Now and then the Ninth U.S. Circuit Court of Appeals it right. In a Jan. 14 decision in Wilderness Society v. U.S. Forest Service, the court abandoned its “federal defendant” rule, which often prevented interested parties from having a voice when environmental groups filed suit against the federal government.
As described by Judge Barry Silverman in the opinion (available here):
Today we revisit our so-called “federal defendant” rule, which categorically prohibits private parties and state and local governments from intervening of right on the merits of claims brought under the National Environmental Policy Act of 1969 (“NEPA”), 42 U.S.C. §§ 4321 rule is at odds with the text of Federal Rule of Civil Procedure 24(a)(2) and the standards we apply in all other intervention of right cases, we abandon it here.
The National Association of Manufacturers joined other business groups in filing an amicus brief (available here) supporting the intervenors in the case, The Magic Valley Trail Machine Association, Idaho Recreation Council, and the BlueRibbon Coalition, Inc.

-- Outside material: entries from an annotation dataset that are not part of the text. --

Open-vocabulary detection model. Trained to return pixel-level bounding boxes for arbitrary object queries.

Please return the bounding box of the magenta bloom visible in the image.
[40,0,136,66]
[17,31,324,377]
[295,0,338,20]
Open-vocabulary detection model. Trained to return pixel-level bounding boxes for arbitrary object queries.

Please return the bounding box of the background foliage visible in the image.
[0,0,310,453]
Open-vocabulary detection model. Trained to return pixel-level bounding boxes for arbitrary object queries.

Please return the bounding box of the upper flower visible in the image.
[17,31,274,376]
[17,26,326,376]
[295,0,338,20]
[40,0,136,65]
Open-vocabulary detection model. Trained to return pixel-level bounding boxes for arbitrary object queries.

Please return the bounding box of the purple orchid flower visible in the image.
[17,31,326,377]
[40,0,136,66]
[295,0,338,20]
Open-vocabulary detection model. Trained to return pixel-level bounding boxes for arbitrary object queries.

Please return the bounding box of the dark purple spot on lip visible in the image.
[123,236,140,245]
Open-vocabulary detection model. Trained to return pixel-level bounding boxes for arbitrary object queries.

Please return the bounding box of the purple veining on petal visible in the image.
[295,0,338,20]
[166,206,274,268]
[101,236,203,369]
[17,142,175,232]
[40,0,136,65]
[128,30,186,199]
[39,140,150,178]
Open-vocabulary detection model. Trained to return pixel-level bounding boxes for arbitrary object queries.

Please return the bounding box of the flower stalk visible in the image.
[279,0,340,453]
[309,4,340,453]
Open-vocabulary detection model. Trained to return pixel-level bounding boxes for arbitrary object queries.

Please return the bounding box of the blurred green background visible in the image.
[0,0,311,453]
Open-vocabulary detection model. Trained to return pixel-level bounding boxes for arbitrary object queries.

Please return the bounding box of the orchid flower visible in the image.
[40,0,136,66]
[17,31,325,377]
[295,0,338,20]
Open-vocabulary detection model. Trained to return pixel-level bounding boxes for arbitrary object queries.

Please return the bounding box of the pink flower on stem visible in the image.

As the NAM Manufacturing Law Center summary reported, private parties often have a substantial interest (including major investments) in defending agency actions under NEPA.
We cited many examples where private parties have such interests, including development projects that involve work in wetlands, the construction of natural gas pipelines or nuclear power plants, and the development of genetically engineered crops.
Our concern is not just about the application of the federal defendant rule to projects subject to NEPA, but also to the fact that it has been extended to other statutes, including the Endangered Species Act, the National Forest Management Act, and the Plant Protection Act. Intervention should be allowed to parties with significant interests in the outcome of such litigation.
Or, as Western Institute for Study of the Environment put it in its SOS Forests blog:
The upshot [of the ruling] is that states, counties, and other affected groups and individuals may now intervene when an enviro-litigious group attempts to use the courts and NEPA law to inflict their own twisted policies on federal agencies.
Before this ruling states, counties, and others had to sit on the sidelines while high-paid enviro attorneys argued with US Dept. of Justice attorneys. Very often, terrible rulings were issued that significantly harmed people and entities who were categorically excluded from the courthouse.
“No day in court for you,” said the Ninth Court. But now that (court invented) exclusion from justice has been lifted.
Thank you, Ninth Circuit Court, for lifting ever so slightly your boot heel off the necks of Americans.
Also on the NAM amicus brief were the American Petroleum Institute, U.S. Chamber of Commerce, Croplife America, and the National Petrochemical Refiners Association.